Entrepreneurs: The laid-back boss who’s filling his boots selling comfy slippers

Daniel Hambury/@stellapicsltd
Alex Lawson @MrAlexLawson24 September 2018

Plenty of chief executives claim to “live the brand” but, for Ankur Shah, it isn’t too taxing. All he has to do is put his feet up.

The serial entrepreneur’s latest venture is an online fashion retailer, Mahabis, which has built its marketing around the idea of clearly defined downtime.

“People almost need the licence to relax. Because you have brands like Nike, Adidas and Lululemon who are rightfully brought up on the idea of non-stop doing and so we joke that in our down time we move from just doing to just being,” explains Shah, adding that boasting about being busy has been replaced by social media posts about being cosy (see the — admittedly waning — British love of “hygge”).

To this end, Shah is attempting to make working for his Scandi-inspired slippers-to-watches seller as relaxing as possible.

He introduced a four-day week at a previous start-up and has expanded on that, with a work-when-you-want, remote-working ethos.

When we meet at Mahabis’ new offices by the Rich Mix cinema in Shoreditch he seems proud as he stares out at loads of empty white desks.

His staff are (presumably) beavering away at home in their pyjamas.

“Working patterns have changed, it doesn’t need to fit a 9-5 — we’re not working in Victorian factories any more. If you don’t need to be tethered to a location, why bother?”

He adds that it “doesn’t make sense” for his staff to suffer lengthy commutes at the same time as the rest of London.

But if Shah talks a good game on down time, his chocker CV tells a different story.

Mahabis 

Founded: 2014

Staff: 20

Turnover: Over £20 million 

Business idol:

“I don’t have one deliberately.

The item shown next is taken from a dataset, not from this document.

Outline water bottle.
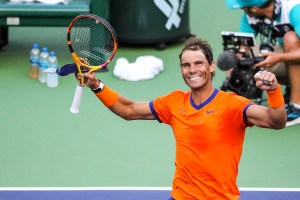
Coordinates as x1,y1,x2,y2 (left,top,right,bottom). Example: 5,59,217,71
39,47,49,83
47,51,58,88
29,43,40,79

I don’t think you should try to emulate others.”

Best moment: “To see your product come off the conveyor belt for the first time is incredibly exciting because you’ve made something. ‘Look mum, I made this’. That said, I think she tells everyone I’m a barrister so I have to tread very carefully!” 

Worst moment: “When people return something for the first time. You feel like your entire life is over. We’re really active in responding to them on social media but it’s still terrifying. We’ve sold nearly a million slippers now, when you sit here thinking there’s a million people around the world wearing our product that’s terrifying and exciting. I go to weddings and I’m sitting next to someone who knows it and you hear their complaints and joys.”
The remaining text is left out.